La 'fuga dei cervelli' è un problema socio-economico di grande portata per il Sud Italia. Eppure è ma poco trattato dai Media (Tacco d'Italia escluso)

Non è più accettabile uno “spreco di talenti” in un Paese come il nostro che ha bisogno di sviluppo per potersi rimettere in piedi, tale fenomeno sociale diventa ancora più grave quando non solo si parla di “brain drain (fuga di cervelli) ma anche di “brain waste” (spreco di cervelli).
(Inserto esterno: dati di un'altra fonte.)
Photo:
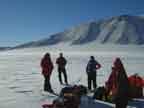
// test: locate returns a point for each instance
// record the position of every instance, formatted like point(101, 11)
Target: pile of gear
point(70, 97)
E’ un problema che andrebbe affrontato da tutte le forze attive del Paese analizzando lo stesso percorso socio – economico che ha visto coinvolti tutti i Paesi ossia quello dell’emigrazione dal Sud al Nord del capitale umano ad alta formazione, allo “scambio di cervelli” e alla “circolazione di cervelli” per arrivare sino ad un altro fenomeno quello relativo allo “spreco di cervelli”. A differenza di altri Paesi, l’Italia si caratterizza per la “fuga di cervelli” fenomeno che ha prodotto delle ricadute economiche non indifferenti, basti pensare che la fuga dei ricercatori italiani in 20 anni ha apportato nel nostro Paese una perdita di ca. 4 miliardi di Euro traducendosi in perdita del fattore umano ma anche in perdita di conoscenza e di innovazione con forte disavanzo economico. Tale problema ne cela un altro, quello che affligge gran parte dei giovani rimasti in Patria costretti a lottare contro la precarietà e la disoccupazione da un lato e contro le proprie aspettative di vita dall’altro, ripiegandosi su un lavoro diverso da quello per cui si è stati formati. E’ il risultato di un Paese che non è più in grado di pensare e progettare per le generazioni future. Allora mi chiedo, cosa resta da fare ad uno Stato che non riesce a trattenere il proprio capitale umano e ad attrarre nuovi talenti oltre a non essere in grado di progettare un futuro a chi non riesce più a vederlo?